Quel silenzio — così diverso dai silenzi complici o indifferenti — porta con sé diversi significati, evidenti o nascosti. Può essere scomposto lungo tracce e percorsi che attraversano i luoghi della deportazione, del lavoro coatto, dello sterminio pianificato e che rimandano a pagine e giudizi di una storia che ci appartiene. Sarebbe un limite isolarlo e contrapporlo ad altri silenzi, a momenti in cui comportamenti e parole hanno preso una direzione contraddittoria, persino imbarazzate. Vengono così in mente pagine di giudizi critici sui silenzi della Chiesa negli anni della Seconda guerra mondiale, i richiami a una realtà composita fatta di attendismi e solidarietà, spinte opportunistiche e motivazioni umanitarie. Emerge la guerra nella sua dimensione più coinvolgente quando il silenzio può contribuire a definire schieramenti, opzioni praticabili, compatibilità percorribili. Basta voltare lo sguardo per giungere al silenzio di chi ha contribuito al male: complici, delatori nascosti, ignavi. Tanti che hanno assistito a crimini e nefandezze con quella partecipe indifferenza che ha reso possibile l’impensabile. E in fondo in quel mantello bianco che varca la soglia di Auschwitz I passando sotto il cartello che recita “Il lavoro rende liberi” è compreso il silenzio di chi non ha trovato le parole per poter spiegare ciò che era avvenuto, i tanti perché di generazioni che si sono misurate con quella realtà. Come è stato possibile? Quali i meccanismi e le responsabilità? E gli interrogativi più dolorosi sulle compromissioni, sui nessi tra la «soluzione finale» e la modernità, sulla Germania che aveva segnato la cultura del vecchio continente, sulle scelte e i silenzi dei Alleati, di chi ha sconfitto il nazi- fascismo.
Oggi sappiamo molto grazie al lavoro di studiosi che per decenni hanno indagato le fonti, raccolto testimonianze, ricostruito itinerari di vittime o carnefici. E tuttavia spesso mancano le parole giuste per spiegare, raccontare, oltrepassare il limite che permette la socializzazione di conoscenze.

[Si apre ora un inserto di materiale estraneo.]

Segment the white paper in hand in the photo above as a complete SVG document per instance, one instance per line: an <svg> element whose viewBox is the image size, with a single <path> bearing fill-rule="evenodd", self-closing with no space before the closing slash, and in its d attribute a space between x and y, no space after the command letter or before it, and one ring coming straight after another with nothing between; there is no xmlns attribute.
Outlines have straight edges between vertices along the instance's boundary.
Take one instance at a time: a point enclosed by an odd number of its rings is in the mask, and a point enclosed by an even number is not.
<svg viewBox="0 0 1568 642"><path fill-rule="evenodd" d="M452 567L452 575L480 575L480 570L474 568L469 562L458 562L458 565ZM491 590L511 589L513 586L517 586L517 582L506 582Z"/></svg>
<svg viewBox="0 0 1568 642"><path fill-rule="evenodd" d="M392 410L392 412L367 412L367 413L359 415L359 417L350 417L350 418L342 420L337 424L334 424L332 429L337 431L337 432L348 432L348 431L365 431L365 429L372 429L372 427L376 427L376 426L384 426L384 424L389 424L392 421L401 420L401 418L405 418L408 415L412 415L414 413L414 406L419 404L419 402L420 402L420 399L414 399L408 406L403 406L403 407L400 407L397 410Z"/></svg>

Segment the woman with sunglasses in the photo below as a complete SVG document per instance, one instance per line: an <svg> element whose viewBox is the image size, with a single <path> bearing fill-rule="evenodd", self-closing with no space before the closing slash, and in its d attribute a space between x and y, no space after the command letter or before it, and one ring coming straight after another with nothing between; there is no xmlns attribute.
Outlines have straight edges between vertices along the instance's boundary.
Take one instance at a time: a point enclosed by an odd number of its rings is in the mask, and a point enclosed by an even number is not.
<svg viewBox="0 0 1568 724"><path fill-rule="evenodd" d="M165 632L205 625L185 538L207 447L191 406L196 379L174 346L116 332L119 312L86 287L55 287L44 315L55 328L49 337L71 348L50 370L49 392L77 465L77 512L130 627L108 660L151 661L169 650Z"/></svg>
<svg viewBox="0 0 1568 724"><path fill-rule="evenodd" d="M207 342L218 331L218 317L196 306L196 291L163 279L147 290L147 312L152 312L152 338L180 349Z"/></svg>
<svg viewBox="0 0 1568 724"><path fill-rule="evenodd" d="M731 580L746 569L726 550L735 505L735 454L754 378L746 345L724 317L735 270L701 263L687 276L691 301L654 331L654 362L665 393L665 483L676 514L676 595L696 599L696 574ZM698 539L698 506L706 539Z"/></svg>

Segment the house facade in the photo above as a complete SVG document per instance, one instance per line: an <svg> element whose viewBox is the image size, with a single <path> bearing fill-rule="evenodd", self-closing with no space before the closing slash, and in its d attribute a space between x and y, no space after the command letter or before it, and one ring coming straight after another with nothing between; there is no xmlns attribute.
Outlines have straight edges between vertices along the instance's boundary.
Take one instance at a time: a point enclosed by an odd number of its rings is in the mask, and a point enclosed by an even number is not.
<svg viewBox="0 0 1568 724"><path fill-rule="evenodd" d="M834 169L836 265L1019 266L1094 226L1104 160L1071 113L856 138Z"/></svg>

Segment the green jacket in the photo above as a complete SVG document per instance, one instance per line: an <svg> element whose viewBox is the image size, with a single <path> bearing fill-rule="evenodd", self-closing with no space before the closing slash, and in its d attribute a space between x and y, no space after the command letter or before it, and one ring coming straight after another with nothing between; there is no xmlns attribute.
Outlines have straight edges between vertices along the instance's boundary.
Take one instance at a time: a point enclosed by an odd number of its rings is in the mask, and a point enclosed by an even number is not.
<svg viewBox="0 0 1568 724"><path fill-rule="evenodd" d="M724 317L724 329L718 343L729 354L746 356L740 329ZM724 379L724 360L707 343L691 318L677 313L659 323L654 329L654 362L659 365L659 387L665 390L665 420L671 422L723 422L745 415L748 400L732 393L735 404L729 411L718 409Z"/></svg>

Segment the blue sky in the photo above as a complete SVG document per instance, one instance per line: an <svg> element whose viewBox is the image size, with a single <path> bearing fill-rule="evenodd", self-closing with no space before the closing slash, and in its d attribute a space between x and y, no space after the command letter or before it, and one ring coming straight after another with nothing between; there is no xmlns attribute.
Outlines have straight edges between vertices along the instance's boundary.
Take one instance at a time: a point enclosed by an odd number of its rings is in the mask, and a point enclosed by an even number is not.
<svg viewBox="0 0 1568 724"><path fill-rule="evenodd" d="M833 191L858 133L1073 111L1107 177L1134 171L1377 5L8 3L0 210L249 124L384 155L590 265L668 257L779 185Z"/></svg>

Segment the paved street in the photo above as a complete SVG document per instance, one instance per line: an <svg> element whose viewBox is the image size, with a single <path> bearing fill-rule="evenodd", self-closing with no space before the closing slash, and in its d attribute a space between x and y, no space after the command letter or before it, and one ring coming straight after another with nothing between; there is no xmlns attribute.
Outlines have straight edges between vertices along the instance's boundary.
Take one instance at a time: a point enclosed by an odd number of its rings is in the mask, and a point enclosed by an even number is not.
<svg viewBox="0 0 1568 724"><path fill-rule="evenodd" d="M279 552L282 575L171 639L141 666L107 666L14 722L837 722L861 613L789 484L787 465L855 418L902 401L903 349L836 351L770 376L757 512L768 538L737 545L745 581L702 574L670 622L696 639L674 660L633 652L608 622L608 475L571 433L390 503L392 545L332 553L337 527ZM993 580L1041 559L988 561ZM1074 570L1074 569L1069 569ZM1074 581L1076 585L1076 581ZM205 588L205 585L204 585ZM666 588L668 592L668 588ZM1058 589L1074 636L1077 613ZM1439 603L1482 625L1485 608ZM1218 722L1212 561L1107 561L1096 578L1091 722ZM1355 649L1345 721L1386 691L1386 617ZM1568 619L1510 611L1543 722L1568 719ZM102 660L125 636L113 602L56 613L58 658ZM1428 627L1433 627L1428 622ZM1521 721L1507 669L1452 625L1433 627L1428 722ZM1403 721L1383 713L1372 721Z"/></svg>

Ecco che torna utile il silenzio, una pausa di riflessione per approfondire, non banalizzare o ridurre a slogan o scorciatoie che si consumano nell’immediatezza della loro comunicazione. Possono venire in aiuto i silenzi di chi è sopravvissuto. Silenzi prolungati e dolorosi: non venivano creduti, venivano presi per matti, fuori di senno. Il mondo del dopoguerra non era pronto a raccogliere quell’atto di accusa, quella ferita ancora aperta. E in tanti hanno scelto il silenzio come condizione necessaria per costruirsi una nuova vita, per poter guardare al futuro. Per decenni non hanno detto una parola della loro condizione di deportato e sopravvissuto ai familiari più stretti, solo il tempo ha sciolto parte di quel dolore trasformandolo in testimonianza e memoria per tutti.
La cifra del silenzio di ieri è più profonda di quanto non possa apparire a prima vista. Quel gesto ci scuote e ci interroga, vale più di tante parole.